Outside the theater in the alley a long, covered bar stretched toward the street where a food truck snuggled up to the side of the building, swirling smells of fried foods in the air. People nestled into colorful tables and chairs, while a musician set up a outdoor small stage. I got a drink and settled at a table, reading the mass of fliers that covered it like a patchwork tablecloth.
This wasn’t just a hodgepodge of shows strung together by a thin concept – Fringe art – like the bulbs on the string lights hanging above the alleyway. This was a focused, organized space to celebrate Fringe. This was a giant chandelier of glowing lights. Not bad. Just different from what I experienced before and not what I expected.
Inside the theater, we were greeted with a large, slick poster for the show, featuring a summary and pictures of the cast members. People sipped pink cocktails at a second bar and clicked across concrete floors. Artwork lined the stark cement walls as though we’d stepped into a gallery. The place felt more trendy bar than fringe theater.
“Fringe Fest got swanky,” I quipped to my husband.
I braced myself for disappointment. I wasn’t worried the play would be bad. But this wasn’t a garage or an old theater with ripped seats. I worried the play would be too perfect, too good, too polished, faking fringe instead of being it.

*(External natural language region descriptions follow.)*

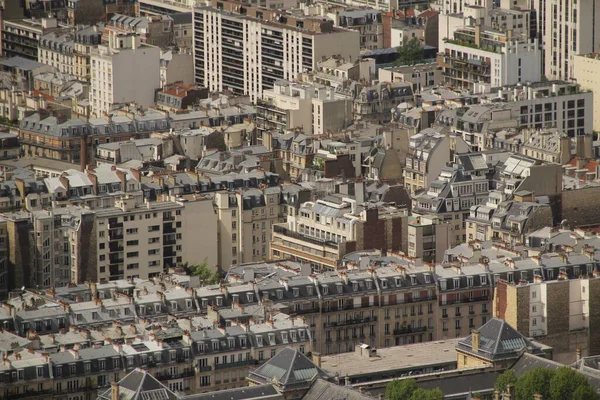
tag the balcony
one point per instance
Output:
(349, 322)
(295, 235)
(480, 298)
(26, 395)
(165, 376)
(408, 329)
(233, 365)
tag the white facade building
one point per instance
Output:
(246, 49)
(123, 71)
(567, 28)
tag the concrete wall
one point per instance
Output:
(580, 207)
(587, 72)
(136, 75)
(199, 233)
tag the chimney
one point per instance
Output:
(123, 180)
(475, 340)
(510, 392)
(317, 359)
(114, 391)
(83, 152)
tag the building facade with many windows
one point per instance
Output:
(246, 49)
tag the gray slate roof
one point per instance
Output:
(263, 392)
(289, 367)
(497, 340)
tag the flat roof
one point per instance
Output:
(395, 358)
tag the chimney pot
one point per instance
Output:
(114, 391)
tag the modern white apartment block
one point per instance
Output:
(586, 70)
(144, 241)
(123, 71)
(247, 49)
(313, 107)
(246, 219)
(567, 28)
(479, 55)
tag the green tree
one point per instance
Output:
(410, 53)
(565, 383)
(400, 389)
(407, 389)
(586, 392)
(535, 381)
(506, 378)
(202, 271)
(422, 394)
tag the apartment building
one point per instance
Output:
(56, 50)
(453, 193)
(314, 108)
(226, 55)
(428, 153)
(585, 71)
(561, 105)
(60, 138)
(375, 103)
(507, 220)
(140, 242)
(465, 299)
(322, 232)
(367, 22)
(566, 30)
(85, 40)
(21, 37)
(123, 71)
(556, 303)
(420, 76)
(155, 30)
(428, 237)
(478, 56)
(156, 7)
(547, 145)
(246, 219)
(49, 248)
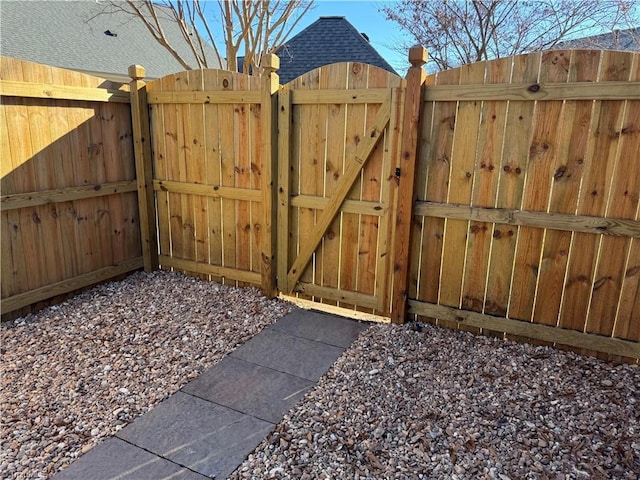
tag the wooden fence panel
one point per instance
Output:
(535, 158)
(69, 207)
(208, 160)
(333, 109)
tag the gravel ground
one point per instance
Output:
(412, 401)
(78, 372)
(439, 404)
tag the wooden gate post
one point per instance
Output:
(270, 84)
(404, 212)
(144, 168)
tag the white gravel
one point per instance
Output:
(75, 373)
(439, 404)
(412, 401)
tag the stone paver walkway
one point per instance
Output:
(207, 429)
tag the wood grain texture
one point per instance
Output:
(67, 179)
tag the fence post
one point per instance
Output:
(270, 84)
(144, 168)
(404, 212)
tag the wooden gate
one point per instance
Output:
(339, 144)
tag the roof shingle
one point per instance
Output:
(327, 40)
(71, 35)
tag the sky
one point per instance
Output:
(365, 17)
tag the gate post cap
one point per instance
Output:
(137, 72)
(417, 55)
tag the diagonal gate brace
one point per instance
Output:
(354, 165)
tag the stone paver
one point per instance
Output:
(320, 327)
(250, 388)
(116, 458)
(207, 438)
(294, 355)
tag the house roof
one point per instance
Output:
(327, 40)
(74, 35)
(627, 40)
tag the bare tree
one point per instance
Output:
(457, 31)
(255, 26)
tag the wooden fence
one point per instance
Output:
(501, 196)
(69, 205)
(527, 211)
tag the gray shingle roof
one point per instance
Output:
(627, 40)
(68, 34)
(327, 40)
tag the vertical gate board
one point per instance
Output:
(543, 152)
(172, 155)
(213, 175)
(294, 184)
(318, 147)
(185, 222)
(86, 239)
(435, 158)
(485, 187)
(257, 210)
(512, 170)
(370, 235)
(310, 167)
(196, 143)
(358, 76)
(228, 140)
(463, 159)
(598, 166)
(242, 165)
(627, 325)
(44, 217)
(420, 186)
(61, 121)
(98, 218)
(132, 234)
(113, 173)
(285, 173)
(160, 155)
(622, 203)
(14, 280)
(24, 229)
(567, 172)
(387, 254)
(335, 78)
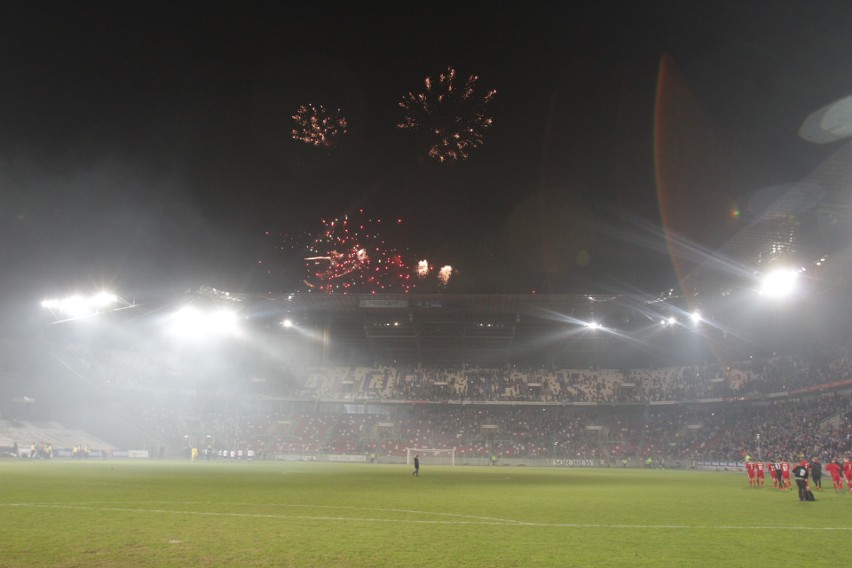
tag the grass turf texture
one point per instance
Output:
(124, 513)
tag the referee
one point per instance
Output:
(800, 473)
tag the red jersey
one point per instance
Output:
(834, 469)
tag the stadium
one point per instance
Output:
(636, 301)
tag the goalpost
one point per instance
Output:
(439, 456)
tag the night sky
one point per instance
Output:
(146, 146)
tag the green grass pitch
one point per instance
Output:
(124, 513)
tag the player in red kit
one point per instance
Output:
(750, 471)
(785, 475)
(833, 467)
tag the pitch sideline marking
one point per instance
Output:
(477, 521)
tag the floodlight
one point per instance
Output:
(779, 283)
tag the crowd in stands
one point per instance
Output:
(799, 403)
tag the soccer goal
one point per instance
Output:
(437, 456)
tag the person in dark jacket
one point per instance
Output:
(816, 473)
(800, 474)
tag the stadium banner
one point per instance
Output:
(368, 303)
(346, 458)
(136, 454)
(437, 304)
(574, 463)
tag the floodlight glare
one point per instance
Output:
(779, 283)
(78, 306)
(192, 323)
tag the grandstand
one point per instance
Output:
(683, 376)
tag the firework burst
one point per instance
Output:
(454, 118)
(351, 255)
(318, 127)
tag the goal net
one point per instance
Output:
(436, 456)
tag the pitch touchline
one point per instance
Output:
(478, 521)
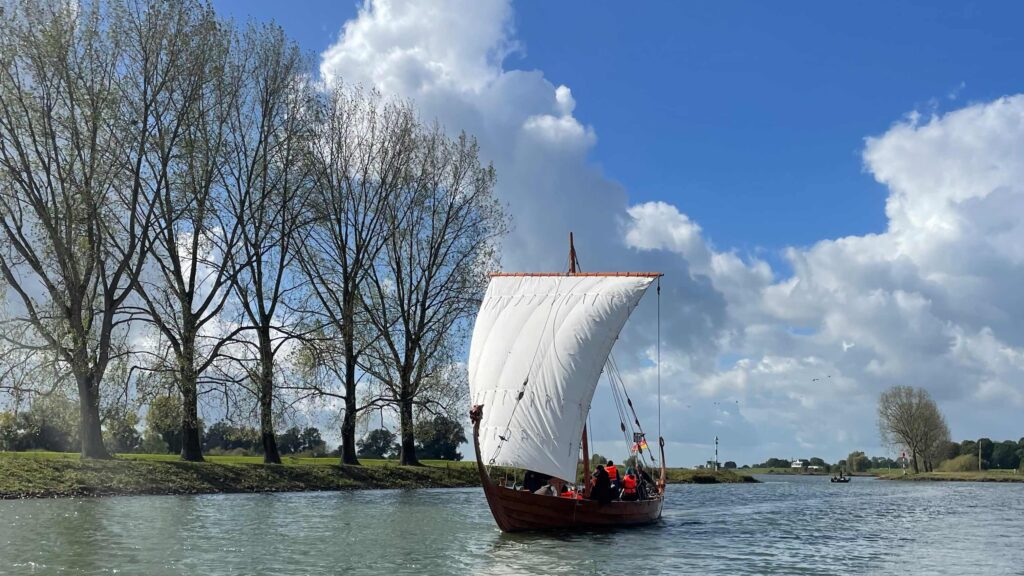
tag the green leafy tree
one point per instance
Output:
(439, 438)
(8, 432)
(311, 441)
(121, 434)
(1005, 455)
(49, 423)
(986, 446)
(289, 441)
(224, 436)
(164, 421)
(378, 444)
(857, 462)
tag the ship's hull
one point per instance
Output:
(515, 510)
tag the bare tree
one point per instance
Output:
(186, 282)
(265, 175)
(80, 95)
(443, 229)
(908, 417)
(360, 155)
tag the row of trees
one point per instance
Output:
(52, 424)
(184, 209)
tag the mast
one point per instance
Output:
(584, 441)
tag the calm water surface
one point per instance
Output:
(792, 525)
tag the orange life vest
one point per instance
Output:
(612, 472)
(629, 485)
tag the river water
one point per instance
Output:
(787, 525)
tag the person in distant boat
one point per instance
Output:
(609, 467)
(602, 486)
(630, 486)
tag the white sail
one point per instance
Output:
(554, 333)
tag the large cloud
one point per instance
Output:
(775, 366)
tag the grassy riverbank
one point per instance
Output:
(984, 476)
(46, 475)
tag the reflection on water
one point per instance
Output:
(793, 525)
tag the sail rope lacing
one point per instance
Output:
(657, 359)
(503, 438)
(624, 405)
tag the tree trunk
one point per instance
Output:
(408, 439)
(89, 427)
(270, 454)
(348, 423)
(192, 448)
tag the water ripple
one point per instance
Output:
(796, 526)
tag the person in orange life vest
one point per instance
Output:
(612, 477)
(602, 488)
(570, 493)
(630, 486)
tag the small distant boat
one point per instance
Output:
(538, 350)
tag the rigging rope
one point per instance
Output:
(658, 359)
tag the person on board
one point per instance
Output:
(612, 476)
(602, 486)
(535, 481)
(569, 492)
(630, 488)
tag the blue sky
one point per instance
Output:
(750, 151)
(758, 105)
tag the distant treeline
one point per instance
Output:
(1007, 454)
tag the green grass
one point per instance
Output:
(27, 475)
(52, 475)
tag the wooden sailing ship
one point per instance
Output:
(540, 344)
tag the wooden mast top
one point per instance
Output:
(573, 270)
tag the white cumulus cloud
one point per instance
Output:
(771, 364)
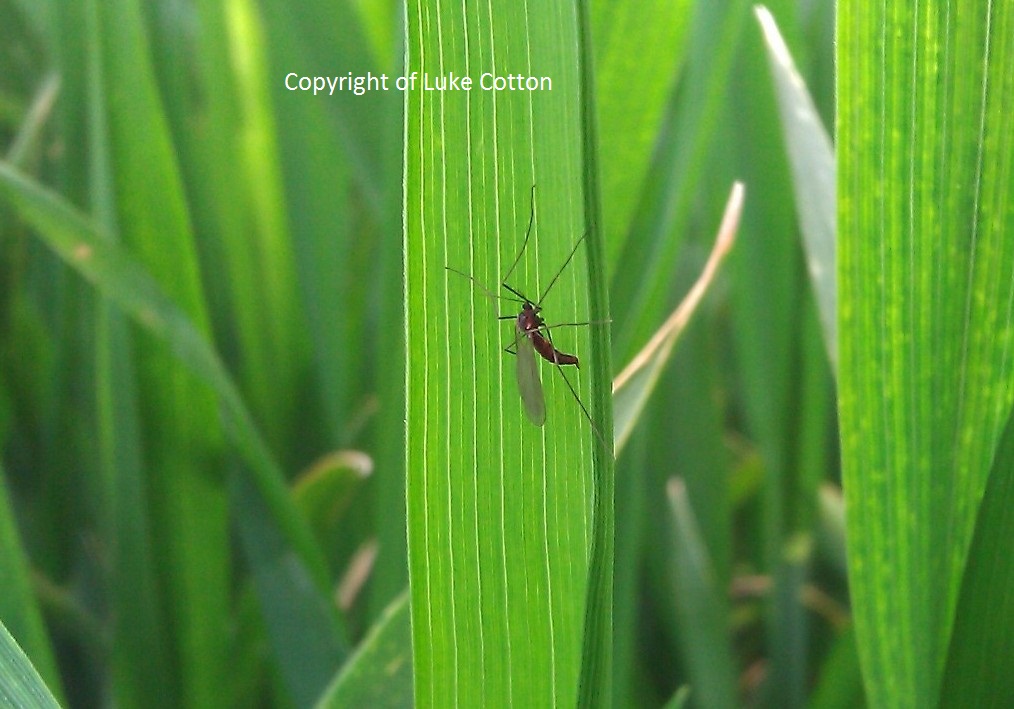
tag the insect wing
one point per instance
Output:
(528, 383)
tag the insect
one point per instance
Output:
(532, 335)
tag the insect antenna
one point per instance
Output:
(569, 258)
(489, 293)
(527, 234)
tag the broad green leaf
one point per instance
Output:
(180, 423)
(500, 511)
(926, 246)
(116, 275)
(631, 97)
(20, 685)
(811, 158)
(702, 608)
(979, 662)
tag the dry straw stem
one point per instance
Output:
(660, 345)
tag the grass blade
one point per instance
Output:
(926, 171)
(499, 510)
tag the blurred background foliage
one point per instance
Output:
(150, 556)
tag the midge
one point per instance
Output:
(531, 335)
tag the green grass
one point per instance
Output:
(260, 446)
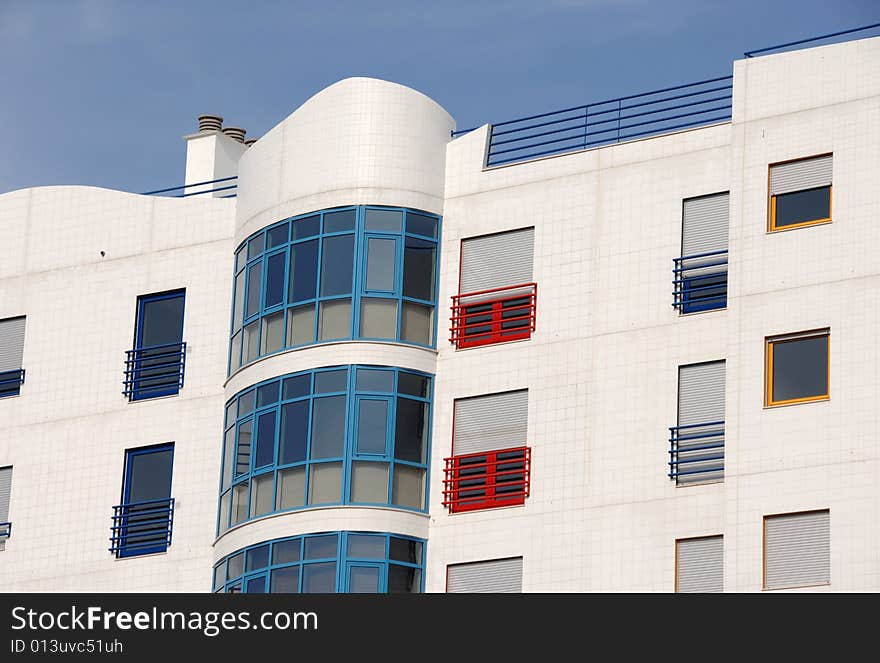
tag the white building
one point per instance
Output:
(378, 438)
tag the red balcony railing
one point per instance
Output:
(487, 479)
(493, 316)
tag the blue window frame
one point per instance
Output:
(335, 435)
(142, 524)
(359, 272)
(155, 366)
(328, 562)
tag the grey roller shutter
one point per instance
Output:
(499, 576)
(705, 222)
(496, 261)
(800, 175)
(11, 343)
(700, 565)
(488, 423)
(797, 550)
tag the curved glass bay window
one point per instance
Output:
(339, 435)
(352, 562)
(347, 273)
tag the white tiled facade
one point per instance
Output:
(600, 368)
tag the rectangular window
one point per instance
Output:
(800, 193)
(700, 274)
(155, 366)
(142, 523)
(497, 298)
(696, 453)
(498, 576)
(798, 368)
(11, 350)
(490, 465)
(797, 550)
(5, 491)
(699, 565)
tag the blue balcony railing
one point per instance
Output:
(154, 371)
(229, 184)
(696, 453)
(700, 282)
(10, 382)
(141, 528)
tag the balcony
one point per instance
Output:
(696, 453)
(141, 528)
(486, 480)
(10, 382)
(154, 371)
(493, 316)
(700, 282)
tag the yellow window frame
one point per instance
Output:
(769, 344)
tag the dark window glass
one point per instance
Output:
(800, 368)
(303, 270)
(418, 269)
(336, 265)
(802, 206)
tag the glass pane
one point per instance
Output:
(275, 279)
(250, 345)
(273, 333)
(417, 323)
(337, 258)
(301, 325)
(363, 580)
(372, 424)
(255, 282)
(405, 550)
(320, 547)
(268, 394)
(303, 270)
(329, 381)
(306, 227)
(415, 385)
(419, 260)
(328, 427)
(265, 447)
(325, 483)
(369, 483)
(366, 546)
(801, 206)
(285, 581)
(277, 236)
(335, 319)
(294, 432)
(257, 558)
(341, 221)
(800, 368)
(409, 486)
(284, 552)
(243, 457)
(291, 488)
(297, 386)
(383, 220)
(381, 261)
(262, 495)
(410, 440)
(161, 321)
(403, 579)
(319, 578)
(370, 379)
(378, 318)
(420, 224)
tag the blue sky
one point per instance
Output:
(99, 92)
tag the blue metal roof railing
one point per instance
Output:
(230, 187)
(830, 35)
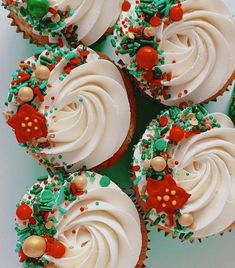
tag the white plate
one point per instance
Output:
(18, 171)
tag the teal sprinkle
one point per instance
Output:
(137, 180)
(63, 211)
(60, 197)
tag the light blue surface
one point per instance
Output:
(19, 171)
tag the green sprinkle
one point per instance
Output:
(105, 181)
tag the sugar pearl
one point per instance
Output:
(158, 163)
(186, 220)
(146, 164)
(25, 94)
(42, 72)
(80, 182)
(34, 246)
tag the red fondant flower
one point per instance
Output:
(165, 196)
(28, 123)
(74, 190)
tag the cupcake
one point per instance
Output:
(47, 21)
(178, 51)
(184, 173)
(85, 221)
(71, 108)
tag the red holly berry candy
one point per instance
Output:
(24, 212)
(56, 249)
(176, 13)
(146, 57)
(155, 21)
(176, 134)
(126, 6)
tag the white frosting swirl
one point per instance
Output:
(92, 115)
(202, 44)
(106, 234)
(93, 17)
(206, 172)
(209, 160)
(198, 51)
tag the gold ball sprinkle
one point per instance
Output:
(80, 182)
(158, 163)
(149, 31)
(25, 94)
(34, 246)
(186, 220)
(146, 164)
(42, 72)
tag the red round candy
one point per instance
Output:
(24, 212)
(155, 21)
(176, 134)
(56, 249)
(163, 121)
(176, 13)
(146, 57)
(126, 6)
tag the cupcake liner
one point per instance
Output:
(140, 204)
(145, 229)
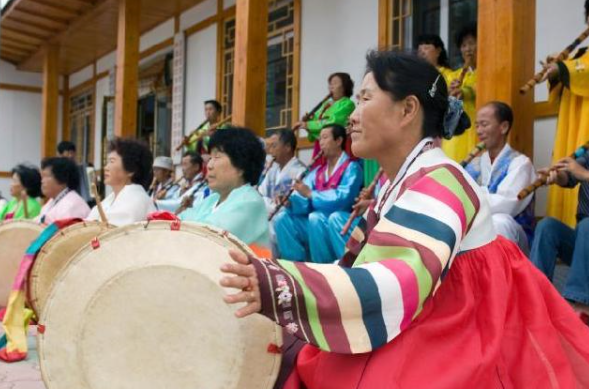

The best part about Fringe is that it’s like reading an unpublished novel before some editor comes and cuts out pieces of its heart. Maybe those pieces need to be cut out to please the masses. But fringe isn’t about the masses. It’s about the rest of us who don’t want something perfect, who don’t want to just see the same old ideas and concepts rehashed over and over. It’s for those of us who don’t want to stay in our comfort zones. Fringe-goers like a little change, a little weirdness and to be challenged.
Then the doors opened and we stepped into a room that looked just like a big black box, no color, no props that I could see. There was a small sound box in the corner where two people in shorts fiddled with nobs and switches.
As we walked in, a group of people danced, salsa I think, on the sunken stage, created by erecting small risers on all 3 sides. They dancers were just feet from us. I caught the whiff of a woman’s perfume and she spun within inches of me as I walked by.
My husband and I settled into those stacking chairs, the kind that have the padding and the fake leather that’s actually plastic, not too different from the ones at the garage theaters of the past. We watched, mesmerized by the dancers. The room fill with other audience members. The lights went down, the music came up.
The actors entered the stage, no props, no crutches, just them and the words of the play. They started to speak. We laughed. There was no pomp, no flash, no polish.
I smiled. Now it felt fringe…And I can’t wait to go again.